# Do I buy shirts then take them to a screener?



## sandkid1 (Aug 18, 2007)

I'm looking to have shirts printed. Is it wise to buy shirts wholesale and then take 

them to a screen shop? Do they allow this? If not,will they order and print exactly 

what shirts I need? How does this all work? Thank you o'helpful-ones! SK1


----------



## Rodney (Nov 3, 2004)

Some will allow you to bring in t-shirts and some won't.

Some will mark up their printing prices if you bring in your own shirts (since you cut into their profits by bringing your own garment), some won't.

Some will print on whatever shirts you ask for, some won't.

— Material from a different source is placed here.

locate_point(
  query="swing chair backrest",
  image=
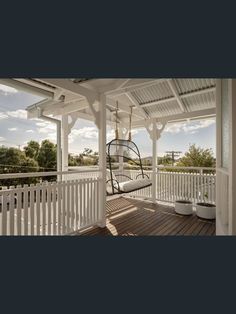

You just have to shop around to find the printer that meets all your needs


----------



## sandkid1 (Aug 18, 2007)

Thanks again Rodney for spreading the knowledge-SK1


----------



## Cousty (Jun 19, 2007)

Most printers will offer contract services where you provide artwork and t-shirts, and the printers will give you a discount on printing. You should set up the administrative end of the deal, then you can ship from your suppliers directly to your printers and it will save you a trip. Contracts with printers can be very very valuable.


----------



## tim3560 (Jan 7, 2007)

Cousty said:


> Most printers will offer contract services where you provide artwork and t-shirts, and the printers will give you a discount on printing. You should set up the administrative end of the deal, then you can ship from your suppliers directly to your printers and it will save you a trip. Contracts with printers can be very very valuable.


If you are planning to sell screenprinting services you should definitely save money by finding a good printer and buying your own shirts. If you just want them for yourself, you probably won't save anything by buying them yourself. I called my competition to price something and the quote was $7.00 each for shirts and printing. When I asked about bringing in the shirts myself, the cost for printing was $6. Needless to say, you can't find a good colored t-shirt for a dollar so I wouldn't have saved at all.


----------



## sandkid1 (Aug 18, 2007)

Thank you all for the help lowering my bottomline!

 SK1


----------